Diversification Opportunities for PennantPark Floating and Kraft Heinz
-0.45 | Correlation Coefficient |
Very good diversification
The 3 months correlation between PennantPark and Kraft is -0.45. Overlapping area represents the amount of risk that can be diversified away by holding PennantPark Floating Rate and Kraft Heinz Co in the same portfolio, assuming nothing else is changed. The correlation between historical prices or returns on Kraft Heinz and PennantPark Floating is a relative statistical measure of the degree to which these equity instruments tend to move together. The correlation coefficient measures the extent to which returns on PennantPark Floating Rate are associated (or correlated) with Kraft Heinz. Values of the correlation coefficient range from -1 to +1, where.
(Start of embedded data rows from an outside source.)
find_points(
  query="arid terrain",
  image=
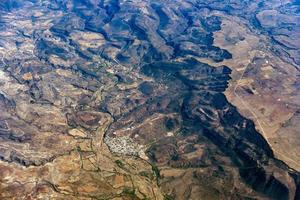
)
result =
(146, 99)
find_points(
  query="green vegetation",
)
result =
(168, 197)
(156, 171)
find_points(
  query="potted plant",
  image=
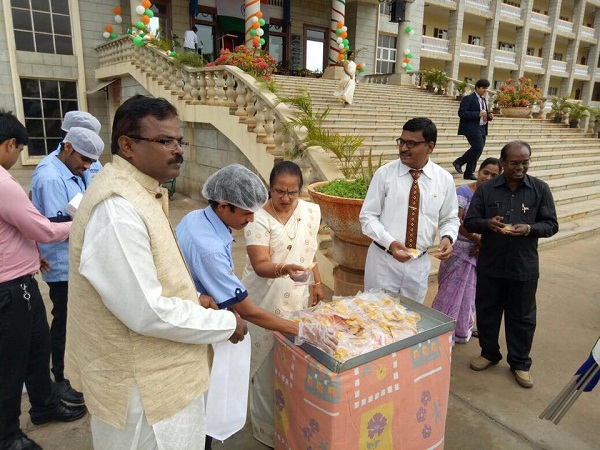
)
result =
(576, 113)
(517, 97)
(559, 108)
(460, 88)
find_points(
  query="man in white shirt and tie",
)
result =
(474, 117)
(407, 201)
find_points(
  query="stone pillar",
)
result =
(252, 10)
(338, 14)
(548, 47)
(523, 36)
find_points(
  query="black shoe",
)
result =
(457, 167)
(68, 394)
(62, 413)
(21, 442)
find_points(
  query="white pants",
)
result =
(184, 430)
(409, 279)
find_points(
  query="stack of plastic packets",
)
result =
(584, 380)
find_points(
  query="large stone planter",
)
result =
(349, 244)
(518, 112)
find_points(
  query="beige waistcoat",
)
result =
(103, 357)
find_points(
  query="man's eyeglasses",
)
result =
(280, 193)
(168, 144)
(409, 144)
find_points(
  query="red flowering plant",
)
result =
(517, 93)
(256, 62)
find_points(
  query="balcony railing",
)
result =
(581, 70)
(540, 19)
(587, 33)
(472, 51)
(565, 26)
(482, 5)
(504, 57)
(510, 11)
(436, 45)
(558, 66)
(533, 61)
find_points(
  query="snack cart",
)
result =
(395, 397)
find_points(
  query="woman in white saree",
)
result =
(284, 231)
(345, 90)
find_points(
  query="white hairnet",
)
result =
(236, 185)
(80, 119)
(85, 142)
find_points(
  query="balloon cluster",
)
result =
(256, 31)
(342, 40)
(407, 53)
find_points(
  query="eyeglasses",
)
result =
(409, 144)
(168, 144)
(280, 193)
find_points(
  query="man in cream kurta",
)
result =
(384, 215)
(137, 337)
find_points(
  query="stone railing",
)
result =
(222, 86)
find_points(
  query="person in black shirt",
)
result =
(510, 212)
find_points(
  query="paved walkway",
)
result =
(486, 409)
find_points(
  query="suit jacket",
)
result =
(468, 112)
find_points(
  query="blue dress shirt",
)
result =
(205, 242)
(53, 186)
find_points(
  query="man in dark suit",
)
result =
(474, 118)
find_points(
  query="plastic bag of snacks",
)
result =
(362, 323)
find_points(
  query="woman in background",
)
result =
(457, 276)
(284, 232)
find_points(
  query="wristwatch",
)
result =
(449, 238)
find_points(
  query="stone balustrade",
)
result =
(221, 86)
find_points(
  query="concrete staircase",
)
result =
(567, 159)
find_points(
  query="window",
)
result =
(474, 40)
(45, 103)
(440, 34)
(42, 26)
(386, 54)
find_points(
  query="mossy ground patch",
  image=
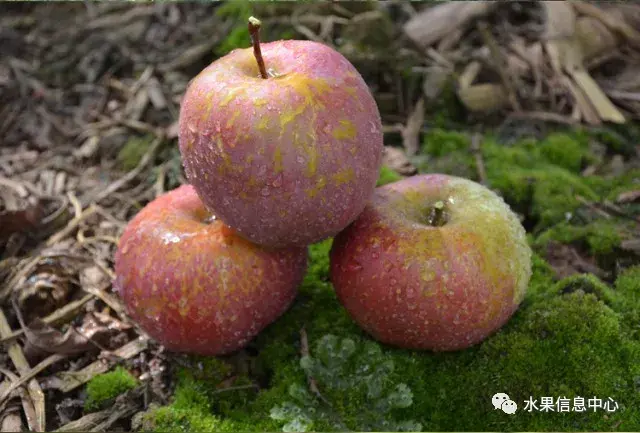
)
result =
(577, 337)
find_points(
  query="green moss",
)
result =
(387, 175)
(133, 150)
(102, 389)
(577, 337)
(600, 237)
(563, 150)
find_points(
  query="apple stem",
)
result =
(437, 216)
(254, 32)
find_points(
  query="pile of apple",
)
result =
(282, 146)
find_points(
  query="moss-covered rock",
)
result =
(102, 389)
(600, 237)
(569, 339)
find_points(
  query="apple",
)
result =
(196, 286)
(433, 262)
(289, 159)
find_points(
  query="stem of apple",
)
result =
(437, 216)
(254, 32)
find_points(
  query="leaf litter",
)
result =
(78, 81)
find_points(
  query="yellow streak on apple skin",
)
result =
(277, 159)
(495, 229)
(320, 184)
(343, 176)
(308, 88)
(263, 124)
(231, 94)
(352, 91)
(259, 102)
(346, 130)
(232, 120)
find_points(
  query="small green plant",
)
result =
(349, 373)
(387, 175)
(102, 389)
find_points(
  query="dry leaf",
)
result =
(20, 221)
(435, 22)
(93, 333)
(396, 160)
(411, 131)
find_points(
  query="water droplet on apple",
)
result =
(354, 266)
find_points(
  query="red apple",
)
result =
(433, 262)
(286, 160)
(196, 286)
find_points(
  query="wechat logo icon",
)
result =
(503, 402)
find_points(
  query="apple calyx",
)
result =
(254, 32)
(437, 215)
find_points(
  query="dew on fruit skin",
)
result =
(277, 181)
(170, 238)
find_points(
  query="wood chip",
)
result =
(72, 380)
(20, 362)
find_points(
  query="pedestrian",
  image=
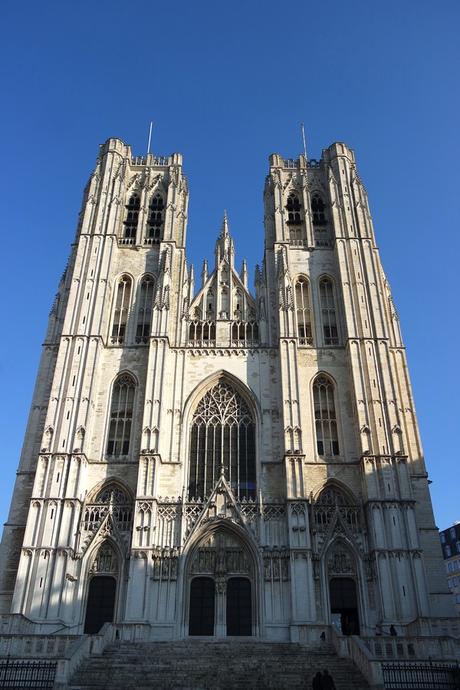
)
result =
(327, 681)
(317, 683)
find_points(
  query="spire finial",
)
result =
(225, 231)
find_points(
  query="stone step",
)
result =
(206, 665)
The correlation of zero (0) is possible when the price movement of Kraft Heinz has no effect on the direction of PennantPark Floating i.e., PennantPark Floating and Kraft Heinz go up and down completely randomly.
Pair Corralation between PennantPark Floating and Kraft Heinz
Given the investment horizon of 90 days PennantPark Floating Rate is expected to generate 0.66 times more return on investment than Kraft Heinz. However, PennantPark Floating Rate is 1.51 times less risky than Kraft Heinz. It trades about 0.06 of its potential returns per unit of risk. Kraft Heinz Co is currently generating about -0.05 per unit of risk. If you would invest 1,057 in PennantPark Floating Rate on November 27, 2024 and sell it today you would earn a total of 68.00 from holding PennantPark Floating Rate or generate 6.43% return on investment over 90 days.
Time Period | 3 Months [change] |
Direction | Moves Against |
Strength | Very Weak |
Accuracy | 100.0% |
Values | Daily Returns |
PennantPark Floating Rate vs. Kraft Heinz Co
Performance |
Timeline |
PennantPark Floating Rate |
Kraft Heinz |
PennantPark Floating and Kraft Heinz Volatility Contrast
Predicted Return Density |
Returns |
Pair Trading with PennantPark Floating and Kraft Heinz
The main advantage of trading using opposite PennantPark Floating and Kraft Heinz positions is that it hedges away some unsystematic risk. Because of two separate transactions, even if PennantPark Floating position performs unexpectedly, Kraft Heinz can make up some of the losses. Pair trading also minimizes risk from directional movements in the market. For example, if an entire industry or sector drops because of unexpected headlines, the short position in Kraft Heinz will offset losses from the drop in Kraft Heinz's long position.PennantPark Floating vs. Gladstone Investment | PennantPark Floating vs. Horizon Technology Finance | PennantPark Floating vs. Stellus Capital Investment | PennantPark Floating vs. Prospect Capital |
Kraft Heinz vs. General Mills | Kraft Heinz vs. Campbell Soup | Kraft Heinz vs. ConAgra Foods | Kraft Heinz vs. Hormel Foods |
Check out your portfolio center.Note that this page's information should be used as a complementary analysis to find the right mix of equity instruments to add to your existing portfolios or create a brand new portfolio. You can also try the Options Analysis module to analyze and evaluate options and option chains as a potential hedge for your portfolios.